Eugen Schmalenbach (20 August 1873 – 20 February 1955) was a German academic and economist. He was born in Halver, and attended the Leipzig College of Commerce starting in 1898. That college later became part of Leipzig University, only to emerge again as the Handelshochschule Leipzig.
Schmalenbach is best known as a professor at the University of Cologne, and as a contributor to German language journals on the subjects of economics, and the emerging fields of Business Management and financial accounting. He retired from active university life in 1933; one reason for this was to avoid attention, since his wife, Marianne Sachs, was Jewish. The couple had two children, Marian and Fritz. He died in Cologne in 1955.
Schmalenbach was the founder of the Schmalenbach Society, which works for closer links between research in business economics and the world of business business. It still exists, after fusing with another organisation in 1978.[1]

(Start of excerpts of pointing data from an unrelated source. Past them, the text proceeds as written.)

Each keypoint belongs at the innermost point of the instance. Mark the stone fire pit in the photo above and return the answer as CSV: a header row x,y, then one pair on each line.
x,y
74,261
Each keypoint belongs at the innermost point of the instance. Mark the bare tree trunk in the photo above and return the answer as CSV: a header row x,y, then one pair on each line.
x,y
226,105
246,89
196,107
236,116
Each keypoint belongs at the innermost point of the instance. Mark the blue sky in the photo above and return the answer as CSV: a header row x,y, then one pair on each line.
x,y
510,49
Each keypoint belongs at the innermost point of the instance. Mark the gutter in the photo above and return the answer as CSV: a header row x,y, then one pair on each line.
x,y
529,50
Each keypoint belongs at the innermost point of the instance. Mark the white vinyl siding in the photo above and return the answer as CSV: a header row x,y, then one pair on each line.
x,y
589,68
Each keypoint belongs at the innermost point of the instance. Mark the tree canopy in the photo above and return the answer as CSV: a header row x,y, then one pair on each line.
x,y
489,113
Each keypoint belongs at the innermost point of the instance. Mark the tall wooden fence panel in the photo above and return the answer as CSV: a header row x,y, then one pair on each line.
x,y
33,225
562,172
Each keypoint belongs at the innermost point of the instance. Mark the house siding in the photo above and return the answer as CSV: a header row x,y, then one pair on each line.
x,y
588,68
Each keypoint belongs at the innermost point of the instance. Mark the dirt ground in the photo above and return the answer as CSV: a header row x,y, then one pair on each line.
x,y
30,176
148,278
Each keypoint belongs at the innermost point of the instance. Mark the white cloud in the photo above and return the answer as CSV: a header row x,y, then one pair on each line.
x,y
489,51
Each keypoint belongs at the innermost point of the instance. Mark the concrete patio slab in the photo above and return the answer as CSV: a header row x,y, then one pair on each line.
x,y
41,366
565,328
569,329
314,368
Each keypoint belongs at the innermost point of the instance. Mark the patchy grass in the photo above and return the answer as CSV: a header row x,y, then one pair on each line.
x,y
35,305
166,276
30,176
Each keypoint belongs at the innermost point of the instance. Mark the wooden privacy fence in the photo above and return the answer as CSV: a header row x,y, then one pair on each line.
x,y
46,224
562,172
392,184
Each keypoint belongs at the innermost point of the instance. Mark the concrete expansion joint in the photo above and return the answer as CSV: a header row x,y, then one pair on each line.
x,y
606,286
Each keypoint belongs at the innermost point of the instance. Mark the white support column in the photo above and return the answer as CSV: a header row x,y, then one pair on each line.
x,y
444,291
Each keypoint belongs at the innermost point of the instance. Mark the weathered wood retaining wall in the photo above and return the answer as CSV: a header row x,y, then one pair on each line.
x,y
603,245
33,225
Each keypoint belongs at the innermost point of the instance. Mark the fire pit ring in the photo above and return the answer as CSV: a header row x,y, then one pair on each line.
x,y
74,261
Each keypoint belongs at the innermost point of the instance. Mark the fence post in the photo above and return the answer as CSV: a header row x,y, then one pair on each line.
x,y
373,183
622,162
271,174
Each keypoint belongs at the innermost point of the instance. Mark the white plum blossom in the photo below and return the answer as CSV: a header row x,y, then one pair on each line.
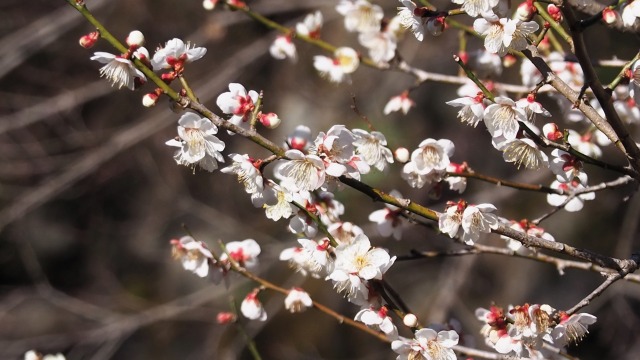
x,y
193,255
345,61
175,53
197,143
244,253
297,300
409,19
372,148
427,344
310,26
360,15
472,111
400,102
356,263
575,203
477,219
432,156
283,48
378,320
118,70
248,174
252,308
523,152
310,258
567,167
239,103
474,8
571,328
501,118
302,172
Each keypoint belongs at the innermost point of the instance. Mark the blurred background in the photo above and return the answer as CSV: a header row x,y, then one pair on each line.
x,y
90,195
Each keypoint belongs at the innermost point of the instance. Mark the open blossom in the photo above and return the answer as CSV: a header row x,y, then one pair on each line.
x,y
252,308
175,54
345,61
197,143
400,102
427,344
474,8
310,26
120,71
409,20
237,102
245,252
378,320
472,111
432,155
372,148
575,203
283,47
302,172
501,118
477,219
248,174
357,262
571,328
360,15
193,255
297,300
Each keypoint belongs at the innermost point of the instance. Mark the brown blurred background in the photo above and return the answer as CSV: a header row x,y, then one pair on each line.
x,y
90,196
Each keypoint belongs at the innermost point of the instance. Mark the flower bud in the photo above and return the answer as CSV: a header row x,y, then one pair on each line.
x,y
552,132
555,12
402,155
525,11
87,41
270,120
135,39
609,15
149,99
225,317
410,320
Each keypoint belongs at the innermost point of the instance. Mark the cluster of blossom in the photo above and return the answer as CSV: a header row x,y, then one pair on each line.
x,y
524,330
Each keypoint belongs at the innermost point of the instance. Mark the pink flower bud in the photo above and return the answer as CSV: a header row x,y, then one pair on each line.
x,y
555,12
525,11
87,41
402,155
225,317
270,120
609,15
135,39
149,100
552,132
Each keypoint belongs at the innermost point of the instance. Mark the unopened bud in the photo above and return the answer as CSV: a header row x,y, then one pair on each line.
x,y
508,60
525,11
609,15
401,154
555,12
225,317
87,41
410,320
135,38
436,25
552,132
270,120
149,99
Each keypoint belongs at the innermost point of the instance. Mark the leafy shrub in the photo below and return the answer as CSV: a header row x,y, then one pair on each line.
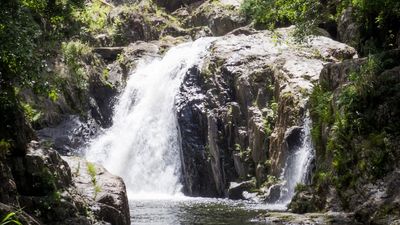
x,y
75,53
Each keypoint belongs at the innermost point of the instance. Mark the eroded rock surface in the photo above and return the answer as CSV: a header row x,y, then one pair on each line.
x,y
107,193
234,115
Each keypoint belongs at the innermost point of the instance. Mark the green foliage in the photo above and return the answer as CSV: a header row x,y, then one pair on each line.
x,y
93,17
362,125
10,219
305,14
379,20
31,114
75,53
91,168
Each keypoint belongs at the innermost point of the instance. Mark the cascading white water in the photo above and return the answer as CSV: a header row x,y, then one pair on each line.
x,y
142,146
297,166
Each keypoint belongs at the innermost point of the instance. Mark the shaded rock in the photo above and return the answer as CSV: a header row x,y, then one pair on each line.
x,y
334,218
40,172
172,5
235,190
70,135
348,28
252,89
22,217
142,22
191,114
108,53
107,192
273,193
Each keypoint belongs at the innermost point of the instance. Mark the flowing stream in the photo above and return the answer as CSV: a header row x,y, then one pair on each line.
x,y
143,148
297,166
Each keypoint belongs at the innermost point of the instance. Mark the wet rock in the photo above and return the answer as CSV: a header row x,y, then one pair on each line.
x,y
235,190
273,193
333,218
108,53
172,5
22,217
251,90
40,171
191,113
106,192
70,135
348,28
142,22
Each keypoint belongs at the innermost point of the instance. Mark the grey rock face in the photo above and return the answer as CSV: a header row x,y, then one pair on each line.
x,y
172,5
40,171
106,193
348,29
236,190
251,90
220,17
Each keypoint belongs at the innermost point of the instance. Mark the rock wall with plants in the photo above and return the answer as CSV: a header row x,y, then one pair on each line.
x,y
355,111
238,114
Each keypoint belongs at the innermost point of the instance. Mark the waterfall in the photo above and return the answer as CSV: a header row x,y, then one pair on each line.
x,y
297,166
143,145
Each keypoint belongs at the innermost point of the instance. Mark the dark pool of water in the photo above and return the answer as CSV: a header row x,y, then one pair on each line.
x,y
194,211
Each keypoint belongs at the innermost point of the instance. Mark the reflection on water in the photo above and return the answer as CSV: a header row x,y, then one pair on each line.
x,y
194,211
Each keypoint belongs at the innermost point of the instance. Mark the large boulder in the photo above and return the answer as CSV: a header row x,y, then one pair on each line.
x,y
235,114
172,5
220,17
106,193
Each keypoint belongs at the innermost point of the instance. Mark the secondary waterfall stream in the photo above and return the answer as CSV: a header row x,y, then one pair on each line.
x,y
142,146
297,166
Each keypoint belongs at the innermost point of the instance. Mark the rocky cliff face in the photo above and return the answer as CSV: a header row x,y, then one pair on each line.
x,y
355,134
238,112
41,184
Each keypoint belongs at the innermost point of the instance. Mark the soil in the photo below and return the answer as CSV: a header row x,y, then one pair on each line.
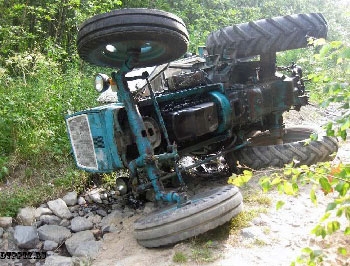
x,y
276,237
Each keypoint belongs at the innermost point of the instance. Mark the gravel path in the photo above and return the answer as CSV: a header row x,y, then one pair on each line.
x,y
272,238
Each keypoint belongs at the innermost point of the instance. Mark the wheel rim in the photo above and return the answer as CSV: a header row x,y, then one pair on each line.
x,y
118,51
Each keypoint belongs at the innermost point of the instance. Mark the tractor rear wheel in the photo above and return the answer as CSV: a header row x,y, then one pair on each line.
x,y
297,146
266,36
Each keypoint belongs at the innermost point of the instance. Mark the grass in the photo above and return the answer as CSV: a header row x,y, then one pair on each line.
x,y
35,161
32,186
180,257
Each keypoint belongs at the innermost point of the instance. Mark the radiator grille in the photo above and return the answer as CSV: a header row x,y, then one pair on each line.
x,y
82,141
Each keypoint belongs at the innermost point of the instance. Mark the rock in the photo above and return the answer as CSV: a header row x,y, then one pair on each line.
x,y
95,196
109,229
56,260
87,249
83,244
104,196
80,224
26,216
5,222
59,207
261,220
42,211
50,245
53,232
71,198
81,201
95,219
50,219
26,236
65,223
74,208
251,232
115,217
101,212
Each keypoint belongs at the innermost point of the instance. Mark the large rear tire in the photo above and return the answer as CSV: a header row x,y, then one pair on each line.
x,y
296,146
206,211
104,39
268,35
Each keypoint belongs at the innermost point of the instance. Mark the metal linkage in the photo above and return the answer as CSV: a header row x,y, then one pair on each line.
x,y
147,159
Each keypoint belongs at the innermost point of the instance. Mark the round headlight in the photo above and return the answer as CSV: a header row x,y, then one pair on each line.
x,y
101,82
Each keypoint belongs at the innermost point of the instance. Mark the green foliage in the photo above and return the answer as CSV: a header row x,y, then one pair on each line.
x,y
324,177
179,257
331,76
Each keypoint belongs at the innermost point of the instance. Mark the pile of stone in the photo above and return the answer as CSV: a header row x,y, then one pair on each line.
x,y
72,226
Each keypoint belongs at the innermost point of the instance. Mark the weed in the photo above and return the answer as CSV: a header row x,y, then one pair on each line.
x,y
204,252
259,242
179,257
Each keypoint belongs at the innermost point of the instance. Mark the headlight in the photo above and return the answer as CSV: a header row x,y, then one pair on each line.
x,y
101,82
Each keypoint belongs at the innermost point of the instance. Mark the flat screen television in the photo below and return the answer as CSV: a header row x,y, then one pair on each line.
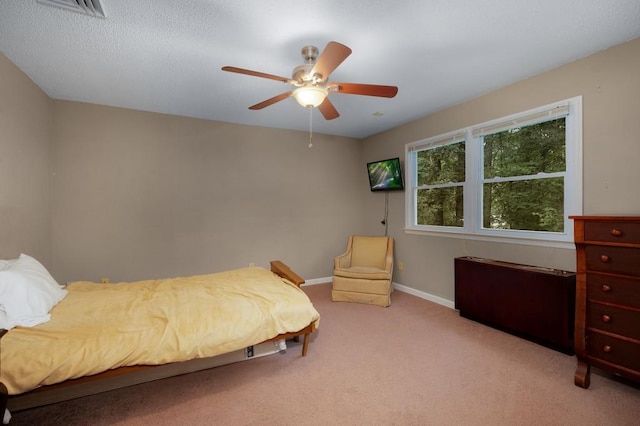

He is known in sociology for his concept of the bund, which provides a third alternative to Tonnies' gemeinschaft and gesellschaft in the form of the bund, an elective association based on a common goal or a common ritual experience of communion. This concept has influenced sociologists such as Kevin Hetherington ('The Contemporary Significance of Schmalenbach's Concept of the Bund'), Abby Peterson ('Contemporary Political Protest'), Greg Smith ('Ties, Nets and an Elastic Bund'), T.G. Bickerstaffe ('The Significance of the Common Bond in Credit Unions') and Ronald Wild ('Community, Communion and the Counterculture'), in theorising contemporary social life and social movements.